By Monday, the damage-control operation was in full swing. In an internal memo shared on social media, Altman said the company "shouldn't have rushed" to get the agreement out on Friday, adding: "The issues are super complex, and demand clear communication." "We were genuinely trying to de-escalate things and avoid a much worse outcome, but I think it just looked opportunistic and sloppy," he said.
The amended contract language clarifies that "the AI system shall not be intentionally used for domestic surveillance of U.S. persons and nationals", with the Pentagon affirming this prohibition extends to the procurement or use of commercially acquired personal data. Altman also confirmed the Defense Department had affirmed that OpenAI's tools would not be used by intelligence agencies such as the NSA.

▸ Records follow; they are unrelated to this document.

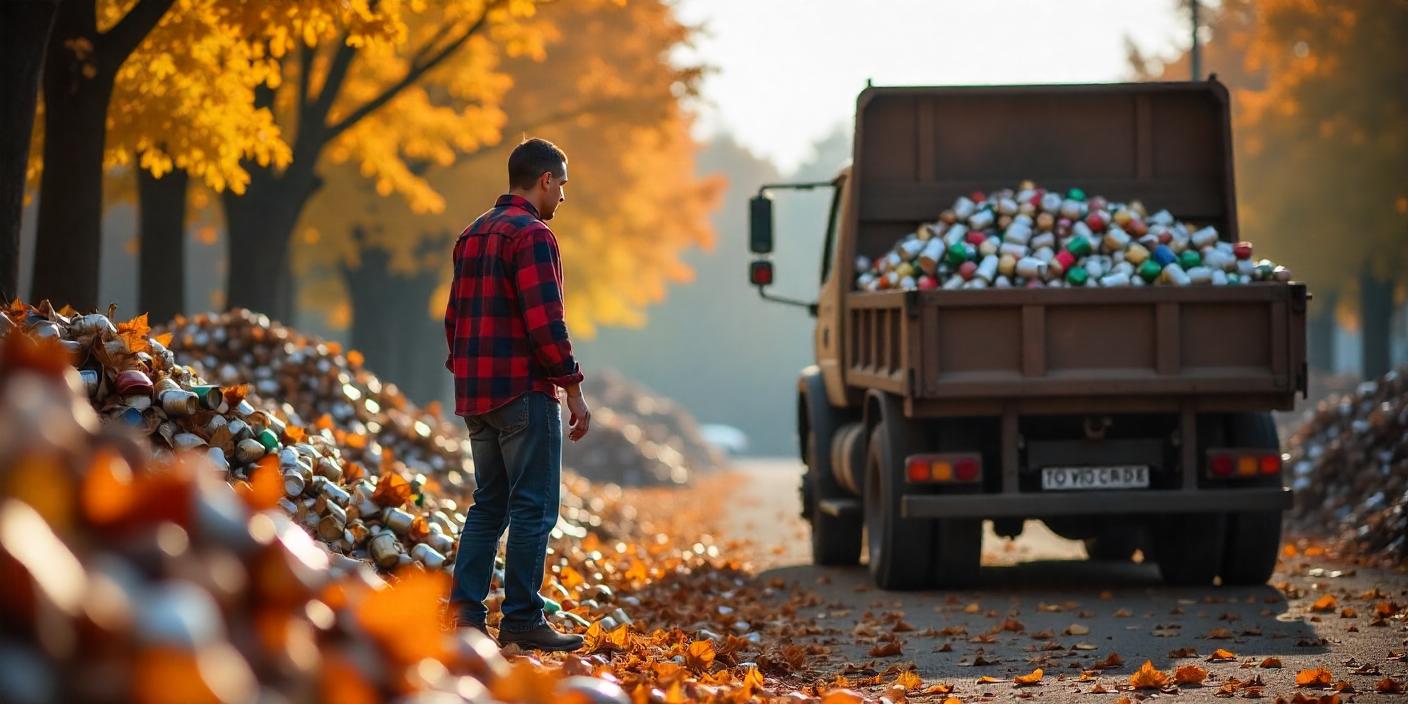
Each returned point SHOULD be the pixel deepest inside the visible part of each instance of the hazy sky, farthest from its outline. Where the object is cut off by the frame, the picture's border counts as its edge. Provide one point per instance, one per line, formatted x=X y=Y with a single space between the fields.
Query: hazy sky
x=787 y=71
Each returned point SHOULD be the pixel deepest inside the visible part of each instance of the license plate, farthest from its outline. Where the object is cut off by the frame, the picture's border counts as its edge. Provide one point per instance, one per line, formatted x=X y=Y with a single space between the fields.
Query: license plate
x=1120 y=476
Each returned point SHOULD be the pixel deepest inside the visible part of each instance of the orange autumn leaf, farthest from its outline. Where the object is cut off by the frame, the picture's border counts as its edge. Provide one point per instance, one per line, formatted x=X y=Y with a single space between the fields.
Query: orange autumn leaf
x=1190 y=675
x=134 y=334
x=1314 y=677
x=910 y=680
x=700 y=655
x=392 y=490
x=1148 y=677
x=265 y=486
x=1032 y=677
x=1222 y=655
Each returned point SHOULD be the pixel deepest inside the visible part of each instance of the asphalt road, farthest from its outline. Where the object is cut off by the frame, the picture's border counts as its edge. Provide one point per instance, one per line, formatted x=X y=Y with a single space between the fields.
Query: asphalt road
x=1066 y=614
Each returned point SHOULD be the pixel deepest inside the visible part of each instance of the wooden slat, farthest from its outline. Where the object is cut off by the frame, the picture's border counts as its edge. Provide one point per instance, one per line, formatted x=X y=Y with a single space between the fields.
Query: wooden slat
x=1034 y=341
x=1166 y=340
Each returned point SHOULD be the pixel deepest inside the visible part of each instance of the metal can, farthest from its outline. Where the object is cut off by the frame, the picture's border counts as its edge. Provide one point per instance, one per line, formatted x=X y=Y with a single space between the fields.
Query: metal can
x=428 y=556
x=385 y=549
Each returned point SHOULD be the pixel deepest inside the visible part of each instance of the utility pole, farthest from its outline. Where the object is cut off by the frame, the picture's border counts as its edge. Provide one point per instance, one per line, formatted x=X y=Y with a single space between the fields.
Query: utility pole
x=1197 y=51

The internal dissent at OpenAI was significant. Many of the company's own employees signed an open letter supporting Anthropic following the standoff. Aidan McLaughlin, a research scientist at the company, posted on X that he personally did not think "this deal was worth it", a post that drew nearly 500,000 views. Consumers reacted too: US downloads of Anthropic's Claude app rose 37 per cent on Friday and 51 per cent on Saturday after OpenAI's rival was labelled a supply-chain risk and rejected a deal with the Pentagon.
Critics who are not sympathetic to either company's commercial interests have raised a more pointed concern. The Pentagon's core objection to Anthropic was that a private company should not be able to constrain the military's use of AI technology; yet the OpenAI arrangement appears to give the company significant operational control over how the technology functions in practice, through infrastructure, personnel, and classifiers that OpenAI can update unilaterally. The question of who ultimately controls the safety guardrails, the elected government or a private Silicon Valley firm, remains unresolved.
The broader strategic context is one Australian policymakers and defence planners should watch closely. A recent analysis published by War on the Rocks found that the United States controls 74 per cent of global AI compute capacity, and while Washington's Genesis programme gives American industry structured access to that infrastructure, AUKUS allies have received no equivalent mechanism. China now leads in 57 of 64 critical technologies central to Pillar II of AUKUS, raising the stakes for how military AI is developed and governed across the alliance. For the AUKUS alliance, this means the rules OpenAI and the Pentagon settle on for AI use in classified environments are not merely an American domestic matter.
Altman's weekend messaging attempted to position OpenAI as a principled actor caught in an impossible situation, rather than an opportunist. "We want to work through democratic processes," he wrote. "It should be the government making the key decisions about society. We want to have a voice and a seat at the table where we can share our expertise, and to fight for principles of liberty." He also said he had reiterated in weekend conversations that Anthropic should not be designated a supply-chain risk, and that he hoped the Pentagon would offer Anthropic the same terms OpenAI had agreed to.
Whether that goodwill gesture amounts to anything remains to be seen. What this episode makes clear is that the governance of military AI is being improvised at speed, under political pressure, by parties with overlapping commercial and strategic interests. By leaving the door open to a future "follow-on modification", OpenAI is also acknowledging that the boundaries around military and intelligence use of AI remain fluid, and will likely keep evolving as both regulators and AI providers test where they are willing to draw those lines. Reasonable people across the political spectrum can agree that is not a satisfactory arrangement for decisions with consequences this serious.